Chcesz zmienić formę opodatkowania? Zbieraj kwity
Obniżka PIT do 12 proc. może sprawić, że część przedsiębiorców będzie chciała zmienić formę opodatkowania. Jak to zrobić? Eksperci radzą: przedsiębiorcy muszą zbierać dowody na koszty prowadzenia biznesu.
Wiceminister finansów Artur Soboń w wywiadzie dla "Rzeczpospolitej" zapowiedział, że rząd jest otwarty na propozycję, która pozwoli na zmianę opodatkowania.

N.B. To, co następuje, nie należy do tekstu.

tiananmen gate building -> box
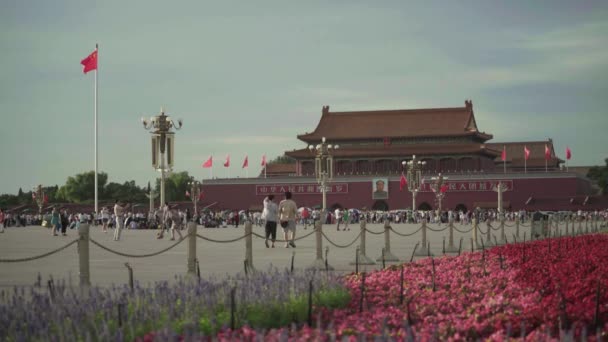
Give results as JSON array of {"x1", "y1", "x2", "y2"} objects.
[{"x1": 201, "y1": 100, "x2": 605, "y2": 212}]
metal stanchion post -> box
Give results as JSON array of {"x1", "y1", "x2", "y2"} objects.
[
  {"x1": 445, "y1": 218, "x2": 458, "y2": 253},
  {"x1": 377, "y1": 220, "x2": 399, "y2": 261},
  {"x1": 415, "y1": 219, "x2": 429, "y2": 256},
  {"x1": 310, "y1": 220, "x2": 329, "y2": 269},
  {"x1": 500, "y1": 217, "x2": 506, "y2": 244},
  {"x1": 351, "y1": 220, "x2": 375, "y2": 265},
  {"x1": 245, "y1": 220, "x2": 254, "y2": 271},
  {"x1": 486, "y1": 220, "x2": 492, "y2": 246},
  {"x1": 187, "y1": 222, "x2": 197, "y2": 275},
  {"x1": 473, "y1": 218, "x2": 479, "y2": 250},
  {"x1": 78, "y1": 223, "x2": 91, "y2": 287},
  {"x1": 515, "y1": 217, "x2": 520, "y2": 239}
]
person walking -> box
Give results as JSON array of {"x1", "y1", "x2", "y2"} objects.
[
  {"x1": 343, "y1": 208, "x2": 350, "y2": 231},
  {"x1": 263, "y1": 195, "x2": 278, "y2": 248},
  {"x1": 168, "y1": 208, "x2": 183, "y2": 241},
  {"x1": 301, "y1": 207, "x2": 310, "y2": 229},
  {"x1": 101, "y1": 207, "x2": 110, "y2": 233},
  {"x1": 278, "y1": 191, "x2": 298, "y2": 248},
  {"x1": 50, "y1": 207, "x2": 60, "y2": 236},
  {"x1": 0, "y1": 209, "x2": 5, "y2": 233},
  {"x1": 113, "y1": 200, "x2": 128, "y2": 241},
  {"x1": 335, "y1": 208, "x2": 342, "y2": 231}
]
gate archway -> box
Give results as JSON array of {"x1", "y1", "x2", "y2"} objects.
[
  {"x1": 418, "y1": 202, "x2": 432, "y2": 211},
  {"x1": 372, "y1": 200, "x2": 389, "y2": 211}
]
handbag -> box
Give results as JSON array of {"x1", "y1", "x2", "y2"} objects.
[{"x1": 280, "y1": 221, "x2": 289, "y2": 228}]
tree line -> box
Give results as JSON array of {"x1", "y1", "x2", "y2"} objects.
[
  {"x1": 0, "y1": 155, "x2": 295, "y2": 208},
  {"x1": 0, "y1": 170, "x2": 196, "y2": 208}
]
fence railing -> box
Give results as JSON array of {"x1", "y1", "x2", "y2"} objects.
[{"x1": 0, "y1": 215, "x2": 605, "y2": 287}]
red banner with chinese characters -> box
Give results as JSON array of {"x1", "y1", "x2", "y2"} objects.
[
  {"x1": 256, "y1": 183, "x2": 349, "y2": 195},
  {"x1": 419, "y1": 180, "x2": 513, "y2": 192}
]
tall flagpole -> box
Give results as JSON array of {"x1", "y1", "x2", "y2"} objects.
[
  {"x1": 503, "y1": 145, "x2": 506, "y2": 174},
  {"x1": 94, "y1": 43, "x2": 99, "y2": 214}
]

Pracodawcy na ryczałcie mogą być tym zainteresowani, gdyż stawka podatku z 17 spadnie do 12 proc.
Ryczałt może nie być już lepszym rozwiązaniem
Doradcy podatkowi, z którymi rozmawiał dziennik, przyznają, że właściciele firm już pytają o te zmiany.
Przepisy mówią jednak jasno: formę opodatkowania firmy można wybrać do 21 lutego. Polski Ład bardzo w tej kwestii namieszał. Z powodu chaosu prawnego i zmian związanych z liczeniem składki zdrowotnej, wielu zdecydowało się na przejście na ryczałt.

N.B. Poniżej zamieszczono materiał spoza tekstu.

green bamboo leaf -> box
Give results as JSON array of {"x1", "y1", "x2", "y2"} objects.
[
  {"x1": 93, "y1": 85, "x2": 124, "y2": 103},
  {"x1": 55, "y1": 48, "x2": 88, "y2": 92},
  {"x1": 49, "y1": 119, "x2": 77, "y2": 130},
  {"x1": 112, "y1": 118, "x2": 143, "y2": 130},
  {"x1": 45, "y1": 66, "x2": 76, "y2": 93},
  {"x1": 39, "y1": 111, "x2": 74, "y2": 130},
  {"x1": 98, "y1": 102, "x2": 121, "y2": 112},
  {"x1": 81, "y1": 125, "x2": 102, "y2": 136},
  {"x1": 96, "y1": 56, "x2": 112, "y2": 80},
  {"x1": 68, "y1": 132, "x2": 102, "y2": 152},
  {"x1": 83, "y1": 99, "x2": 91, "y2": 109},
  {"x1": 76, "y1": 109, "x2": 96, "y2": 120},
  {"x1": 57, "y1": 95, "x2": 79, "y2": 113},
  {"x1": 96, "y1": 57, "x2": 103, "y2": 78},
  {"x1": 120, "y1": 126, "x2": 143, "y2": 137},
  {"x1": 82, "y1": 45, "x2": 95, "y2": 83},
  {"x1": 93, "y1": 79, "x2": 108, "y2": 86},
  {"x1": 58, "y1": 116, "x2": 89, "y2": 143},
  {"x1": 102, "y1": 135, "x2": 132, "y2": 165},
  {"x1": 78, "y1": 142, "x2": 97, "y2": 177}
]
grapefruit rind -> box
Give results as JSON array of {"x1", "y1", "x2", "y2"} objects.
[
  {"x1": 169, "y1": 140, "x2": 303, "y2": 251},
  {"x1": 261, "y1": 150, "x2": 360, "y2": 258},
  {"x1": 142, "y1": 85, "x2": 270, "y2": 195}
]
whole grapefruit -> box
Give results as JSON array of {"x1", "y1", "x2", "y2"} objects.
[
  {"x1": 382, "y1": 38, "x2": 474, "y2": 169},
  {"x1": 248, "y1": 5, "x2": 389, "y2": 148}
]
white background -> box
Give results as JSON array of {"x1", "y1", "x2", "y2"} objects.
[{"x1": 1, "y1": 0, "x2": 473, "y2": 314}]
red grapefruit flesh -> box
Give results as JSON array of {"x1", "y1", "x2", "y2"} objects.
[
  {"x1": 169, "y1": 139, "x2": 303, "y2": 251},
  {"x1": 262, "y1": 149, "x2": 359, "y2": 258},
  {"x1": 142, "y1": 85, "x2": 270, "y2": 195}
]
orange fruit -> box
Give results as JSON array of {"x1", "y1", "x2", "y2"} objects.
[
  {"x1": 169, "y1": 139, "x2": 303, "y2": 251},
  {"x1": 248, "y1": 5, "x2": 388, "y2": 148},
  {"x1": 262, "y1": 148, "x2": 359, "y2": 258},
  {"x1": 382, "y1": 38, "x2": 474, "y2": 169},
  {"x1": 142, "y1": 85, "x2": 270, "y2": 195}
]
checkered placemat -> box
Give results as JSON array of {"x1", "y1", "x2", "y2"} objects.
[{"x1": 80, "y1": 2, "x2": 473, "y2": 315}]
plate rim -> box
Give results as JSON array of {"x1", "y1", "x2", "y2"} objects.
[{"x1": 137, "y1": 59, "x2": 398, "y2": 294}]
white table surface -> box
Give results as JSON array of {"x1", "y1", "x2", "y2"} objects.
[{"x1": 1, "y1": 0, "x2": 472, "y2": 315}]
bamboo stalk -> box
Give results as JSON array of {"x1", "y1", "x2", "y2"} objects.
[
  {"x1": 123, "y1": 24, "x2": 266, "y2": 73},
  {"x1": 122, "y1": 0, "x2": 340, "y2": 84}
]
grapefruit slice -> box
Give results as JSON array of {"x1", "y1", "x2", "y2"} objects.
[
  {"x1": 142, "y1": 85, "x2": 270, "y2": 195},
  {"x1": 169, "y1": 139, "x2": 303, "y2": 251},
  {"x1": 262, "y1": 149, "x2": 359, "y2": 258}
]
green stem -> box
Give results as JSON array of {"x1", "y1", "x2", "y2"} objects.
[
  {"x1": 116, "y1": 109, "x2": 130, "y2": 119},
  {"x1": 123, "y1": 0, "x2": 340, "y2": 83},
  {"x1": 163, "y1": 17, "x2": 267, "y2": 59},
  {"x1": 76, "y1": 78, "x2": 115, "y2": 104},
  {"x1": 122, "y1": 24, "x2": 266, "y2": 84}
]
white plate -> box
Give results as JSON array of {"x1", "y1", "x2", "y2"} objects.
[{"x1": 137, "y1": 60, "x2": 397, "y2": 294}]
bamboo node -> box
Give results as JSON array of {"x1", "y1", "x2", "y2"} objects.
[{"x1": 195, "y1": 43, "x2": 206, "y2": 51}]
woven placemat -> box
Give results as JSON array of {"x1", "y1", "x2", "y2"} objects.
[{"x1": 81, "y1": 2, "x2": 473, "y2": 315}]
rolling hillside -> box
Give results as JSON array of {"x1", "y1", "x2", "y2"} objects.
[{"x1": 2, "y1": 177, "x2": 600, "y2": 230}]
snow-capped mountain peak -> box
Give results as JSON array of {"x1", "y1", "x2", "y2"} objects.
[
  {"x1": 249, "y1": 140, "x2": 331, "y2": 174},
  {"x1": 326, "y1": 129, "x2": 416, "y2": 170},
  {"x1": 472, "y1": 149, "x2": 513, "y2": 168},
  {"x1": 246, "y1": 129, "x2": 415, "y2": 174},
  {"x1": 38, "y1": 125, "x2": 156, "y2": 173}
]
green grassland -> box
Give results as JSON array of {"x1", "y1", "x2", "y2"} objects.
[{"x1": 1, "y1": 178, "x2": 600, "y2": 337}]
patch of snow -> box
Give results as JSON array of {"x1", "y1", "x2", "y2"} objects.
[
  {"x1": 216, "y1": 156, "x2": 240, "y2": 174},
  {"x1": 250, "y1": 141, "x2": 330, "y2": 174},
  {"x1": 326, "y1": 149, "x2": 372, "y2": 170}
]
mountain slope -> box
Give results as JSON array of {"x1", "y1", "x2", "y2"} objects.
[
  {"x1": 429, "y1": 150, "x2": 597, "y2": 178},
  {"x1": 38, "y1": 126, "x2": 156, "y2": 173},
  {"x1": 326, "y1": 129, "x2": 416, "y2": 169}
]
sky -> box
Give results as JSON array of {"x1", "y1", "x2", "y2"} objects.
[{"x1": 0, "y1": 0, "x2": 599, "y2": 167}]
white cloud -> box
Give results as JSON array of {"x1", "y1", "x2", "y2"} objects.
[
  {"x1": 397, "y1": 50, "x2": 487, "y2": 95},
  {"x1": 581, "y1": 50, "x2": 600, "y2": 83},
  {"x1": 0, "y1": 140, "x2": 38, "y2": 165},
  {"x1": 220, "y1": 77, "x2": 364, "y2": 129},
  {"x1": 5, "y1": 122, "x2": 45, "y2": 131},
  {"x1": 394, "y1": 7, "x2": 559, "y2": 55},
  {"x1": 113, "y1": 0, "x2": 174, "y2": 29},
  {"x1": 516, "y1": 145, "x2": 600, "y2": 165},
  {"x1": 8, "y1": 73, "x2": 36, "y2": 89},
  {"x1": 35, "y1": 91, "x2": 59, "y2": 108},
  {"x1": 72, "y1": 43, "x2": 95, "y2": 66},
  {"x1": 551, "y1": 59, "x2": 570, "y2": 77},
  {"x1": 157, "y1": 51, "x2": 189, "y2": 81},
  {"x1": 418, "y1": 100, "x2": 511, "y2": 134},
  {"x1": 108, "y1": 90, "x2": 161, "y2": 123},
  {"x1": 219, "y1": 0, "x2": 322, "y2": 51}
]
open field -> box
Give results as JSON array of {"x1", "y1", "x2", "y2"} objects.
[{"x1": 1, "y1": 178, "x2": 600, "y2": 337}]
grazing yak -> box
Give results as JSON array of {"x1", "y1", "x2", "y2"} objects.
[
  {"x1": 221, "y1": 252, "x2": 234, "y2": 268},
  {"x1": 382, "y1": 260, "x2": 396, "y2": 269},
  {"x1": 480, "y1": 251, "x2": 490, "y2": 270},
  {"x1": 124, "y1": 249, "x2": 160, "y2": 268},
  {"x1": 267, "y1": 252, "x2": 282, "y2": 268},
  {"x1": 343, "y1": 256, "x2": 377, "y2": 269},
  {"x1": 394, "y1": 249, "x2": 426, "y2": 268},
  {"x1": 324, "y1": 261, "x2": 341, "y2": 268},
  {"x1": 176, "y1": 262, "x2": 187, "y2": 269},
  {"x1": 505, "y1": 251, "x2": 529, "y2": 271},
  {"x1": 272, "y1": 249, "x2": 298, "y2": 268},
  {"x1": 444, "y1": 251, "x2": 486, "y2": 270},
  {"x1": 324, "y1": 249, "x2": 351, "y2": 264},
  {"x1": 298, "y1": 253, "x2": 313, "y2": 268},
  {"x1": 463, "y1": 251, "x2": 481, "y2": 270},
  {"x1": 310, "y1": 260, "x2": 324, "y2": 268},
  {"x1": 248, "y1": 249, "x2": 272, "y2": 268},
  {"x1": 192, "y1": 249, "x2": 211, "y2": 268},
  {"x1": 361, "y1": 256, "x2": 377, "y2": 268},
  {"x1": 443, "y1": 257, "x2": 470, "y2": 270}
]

Dalsza część tekstu pod materiałem wideo
Kolejne zmiany w podatkach. "Sytuacja jest kuriozalna"
Teraz gdy rząd znów zmienia system podatkowy i niweluje złe rozwiązania, które przyniósł Polski Ład, przed właścicielami firm pojawia się nowy dylemat: jaką formę opodatkowania wybrać. Ministerstwo Finansów zamierza obniżyć stawkę PIT z 17 do 12 proc., co oznacza, że dla wielu przedsiębiorców ryczałt przestanie być lepszym rozwiązaniem – czytamy w "Rzeczpospolitej".
W trakcie roku nie da się wybrać innego sposobu rozliczenia podatków, ale jest szansa, że będzie to możliwe po jego zakończeniu. Co robić?
Eksperci, z którymi rozmawiali dziennikarze "Rzeczpospolitej" radzą, by przedsiębiorcy, którzy chcą porzucić ryczałt na rzecz skali, przygotowali się do zmiany. Jak? Muszą zbierać dowody na koszty prowadzenia działalności gospodarczej.
Trzeba zbierać wyciągi z rachunków bankowych i paragony
Dodają, że ryczałtowcom, którzy płacą VAT, łatwiej będzie zebrać dowody i przesłać je skarbówce w Jednolitym Pliku Kontrolnym.
Przedsiębiorcy ponoszą też wydatki, które nie są dokumentowane fakturami. Aby je rozliczyć w kosztach, potrzebne są dowody ich poniesienia, np. wyciągi z rachunków bankowych czy paragony. A także tzw. dowody wewnętrzne, czyli sporządzane przez przedsiębiorcę – czytamy w dzienniku.
W ubiegłym tygodniu rząd przedstawił propozycje zmian w podatkach, które oznaczają kolejną rewolucję w obowiązującym systemie. Projekt przewiduje m.in. obniżkę stawki PIT z 17 do 12 proc., są także nowe pomysły dotyczące składki zdrowotnej. W planach jest także rezygnacja z tzw. ulgi dla klasy średniej.
W przypadku zapowiadanych zmian w PIT największą korzyść w stosunku do aktualnie obowiązujących zasad osiągną osoby, których dochody zbliżają się lub przekraczają próg 120 000 zł, bo wtedy cały dochód mieszczący się w tym progu będzie opodatkowany według stawki 12 proc., a więc o 5 pp. mniej. Przy niezmienionej wysokości kwoty wolnej 30 000 zł – oznacza to, korzyść maksymalną wynoszącą 4500 zł.